それなのに、意に添わぬ婚姻関係でも、婚姻の関係にあると、女も子供も逃げることができない。
人権が守られなければ、命も守られない。

だから、親子断絶防止法には反対だ。
子供の福祉にも反する。


妊娠六週目の支援

妊娠六週目に入った。
つわりがひどく、めまいと吐き気がひどい。四週目が一番つらかった。
四週目は、中絶した一回目の妊娠がフラッシュバックして、心身ともにまいっていた。

一回目の妊娠は、「子供とわたしを生活保護に入れて、その上前を撥ねる」「子猫を含めて八畳間に四匹の猫がいて、糞尿を片付けていない状態」だったので、劣悪な環境とDVがあった。
そのときには、軟禁されていて、薬を弾薬された上に、統合失調症の薬を無理やり飲まされていた。

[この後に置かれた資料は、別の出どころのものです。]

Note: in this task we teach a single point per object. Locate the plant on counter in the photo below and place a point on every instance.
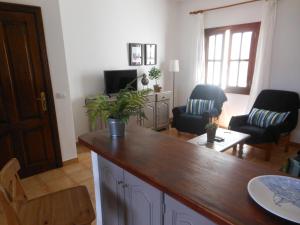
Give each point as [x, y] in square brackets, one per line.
[118, 109]
[155, 74]
[211, 129]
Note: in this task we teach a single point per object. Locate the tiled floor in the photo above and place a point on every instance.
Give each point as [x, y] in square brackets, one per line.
[80, 173]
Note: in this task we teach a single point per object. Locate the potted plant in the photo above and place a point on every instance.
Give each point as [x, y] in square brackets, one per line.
[117, 111]
[211, 129]
[155, 74]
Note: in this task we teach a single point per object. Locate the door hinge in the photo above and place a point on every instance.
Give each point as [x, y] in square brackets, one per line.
[163, 208]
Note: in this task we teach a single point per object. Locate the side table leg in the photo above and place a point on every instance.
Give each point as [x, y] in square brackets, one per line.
[234, 150]
[240, 153]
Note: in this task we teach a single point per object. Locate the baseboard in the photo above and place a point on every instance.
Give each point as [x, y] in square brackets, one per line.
[295, 144]
[70, 161]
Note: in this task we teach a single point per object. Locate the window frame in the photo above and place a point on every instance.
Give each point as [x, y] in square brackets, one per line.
[255, 28]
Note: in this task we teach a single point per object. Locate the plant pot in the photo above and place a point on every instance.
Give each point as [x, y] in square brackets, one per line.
[116, 127]
[156, 88]
[211, 134]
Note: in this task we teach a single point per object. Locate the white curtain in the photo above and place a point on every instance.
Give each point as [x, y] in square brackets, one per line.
[261, 77]
[199, 59]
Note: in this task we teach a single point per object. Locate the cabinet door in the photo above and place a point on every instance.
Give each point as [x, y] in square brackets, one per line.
[112, 193]
[149, 111]
[179, 214]
[143, 202]
[162, 116]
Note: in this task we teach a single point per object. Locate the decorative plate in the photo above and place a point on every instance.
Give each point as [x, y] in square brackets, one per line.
[279, 195]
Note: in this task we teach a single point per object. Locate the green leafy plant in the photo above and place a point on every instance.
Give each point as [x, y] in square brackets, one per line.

その状況下の中での妊娠だった。
そこで、逃げて、長い間隠れている生活があった。

生活が落ち着いたので、六帖さんと子供を作ることにした。
六帖さんは、働き者で、勉強をよくするので、わたしの特殊性(フェミニスト、自閉症スペクトラム、躁鬱)と折り合いをつけられると思った。

今の環境は前回よりも良いので、つわりも前よりは軽く済んでいる。
でも、減薬をしているので、情緒が不安定になりやすい。
細かいこと、たとえば、片付けが思うようにいかない、自分で思ったところに物がない、目に入るところに気に入らないものがある、ということで、今日は泣いて暴れてしまった。

ヘルパーさんが来る日で、ちょうどいたときに爆発できたので、今後、どうしようか、という話になった。

ヘルパーさんは「六帖さんが、合わせるように」ということを一つの提案としていった。

「わたしが我慢したり、合わせたりしなくていいんだ」と思ってびっくりした。

今、わたしに必要な支援は、「わたしが適応するように」することじゃなくて、「わたしに居心地の良い環境を作る」ことらしい。
自分では我慢しないと、合わせないと、と思っていたので、本当に驚いた。

具体的に「こうしてほしい」ということがあったら、細かくメモに取って、みんなが共有できるようにしてほしい、というヘルパーさんからの要望も出た。

わたしが「こうならないといけない」という目標を目指すんじゃなくて、「できないことを列挙したり、こうしてほしいということを伝える」ということが必要とされた。
これが福祉や介護の考え方なのか、と思った。

外部の人やプロが入ると、自分たちで何とかしないといけない、特に当事者が変わらないといけないとどこかで思い込んでいたのだけど、その思い込みが一つとれた気がした。